LLM Output Validation with Instructor + Pydantic in Production

LLMs return unpredictable text. Instructor + Pydantic turns that into validated, typed Python objects — automatically retrying when the model returns garbage. Here's how to use it in production.

The hardest part of building LLM-powered applications isn't the LLM call — it's what happens to the output.

You ask the model to return JSON. It returns JSON wrapped in a markdown code block. Or it returns JSON with a comment explaining what the JSON means. Or it returns valid JSON but with a field spelled differently than you expected. Or it returns null for a required field.

Your JSON parser crashes. Your application breaks. Your users see errors.

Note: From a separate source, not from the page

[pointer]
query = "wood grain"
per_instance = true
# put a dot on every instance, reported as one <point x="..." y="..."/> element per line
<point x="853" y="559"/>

Instructor is the library that fixes this. It wraps your LLM client and enforces Pydantic schema validation on the output, with automatic retry on failure.

Installation

bash

pip install instructor pydantic anthropic

Basic Usage — Guaranteed Typed Output

python

import instructor
from anthropic import Anthropic
from pydantic import BaseModel, Field
 
# Patch the Anthropic client with Instructor
client = instructor.from_anthropic(Anthropic())
 
class IncidentSummary(BaseModel):
    severity: str = Field(description="One of: critical, high, medium, low")
    affected_service: str = Field(description="The primary service affected")
    root_cause: str = Field(description="One sentence root cause")
    immediate_action: str = Field(description="First thing the on-call engineer should do")
    estimated_impact: str = Field(description="User-facing impact description")
 
# This ALWAYS returns an IncidentSummary object — never raw text
summary = client.messages.create(
    model="claude-sonnet-4-6",
    max_tokens=1024,
    messages=[{
        "role": "user",
        "content": """Analyze this incident and return a structured summary:
        
        Logs show: checkout service returning 503, payment service connection refused,
        database showing 95% connection pool usage. Started 14 minutes ago.
        Affecting ~12% of checkout attempts."""
    }],
    response_model=IncidentSummary,
)
 
print(summary.severity)          # "critical"
print(summary.affected_service)  # "checkout-service"
print(summary.root_cause)        # "Database connection pool exhausted..."
print(summary.immediate_action)  # "Restart payment-service pods..."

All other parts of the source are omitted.